The Haunting of Bad Monkeys.


All through the month of December, I had a persistent little cough interjecting itself into my days. My first thought was that the wee bugs of winter were trying to sneak into my temple, a thought that horrified me as I had a couple of much-anticipated fun weekends planned and wouldn’t that just be like the cruel gods, to bring me to my knees and make me watch helplessly as those long-awaited weekends passed and turned to dust while I hacked and coughed and wheezed.

So I intensified the rituals of warding; gobbling Echinacea, vitamins, and drops of throat searing oregano oil. And it seemed to work. I was able to lurch from one debauched weekend to another, although after each my temple was littered with trash and debris that would take several days of diligent work to clean up, to be ready for the next party.
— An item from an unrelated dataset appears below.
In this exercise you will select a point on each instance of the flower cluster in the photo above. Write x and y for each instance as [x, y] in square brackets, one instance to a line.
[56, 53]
But the little cough, the shortness of breath, was constant through all this. That it didn’t get worse, even when I allowed my armies of immune system soldiers and workers to get so besotted they had to have thrown down their weapons and tools and danced drunken reels and jigs, made me wonder why the wee bugs of winter hadn’t taken over in those moments. And then the horrifying thought that always lurks in the background came forth – perhaps the cough wasn’t from the wee bugs of winter, perhaps it was from…. du du dummm!…. BAD MONKEYS!!!

One of the trickiest things to deal with once the bad monkeys of cancer have visited you, is the fear they will return. It is easy to feed this fear. You see it happen to others. You read on the internet how it happens to others. The doctors themselves tell you they are afraid it will happen to you. There is, no matter how long it has been, how successful the healing has been, a nagging dread that those damn monkeys found a way in before and what’s to stop them from doing it again?

In my case the fear is compounded by two things; there is some thought that my particular cancer, low-grade fibromyxoid sarcoma, does often metastasize in the chest area. That is why, besides doing MRI’s of the leg where they found and removed the original tumour, they want to keep an eye on my chest. In fact, I had a leg and chest scan scheduled for Dec 22 at the cancer clinic, which I postponed until later January, as it seemed insane to travel to town right before Christmas when I didn’t have to. Also, I decided that traveling to town to see a hockey game was a more important priority. Hey, I’m Canadian.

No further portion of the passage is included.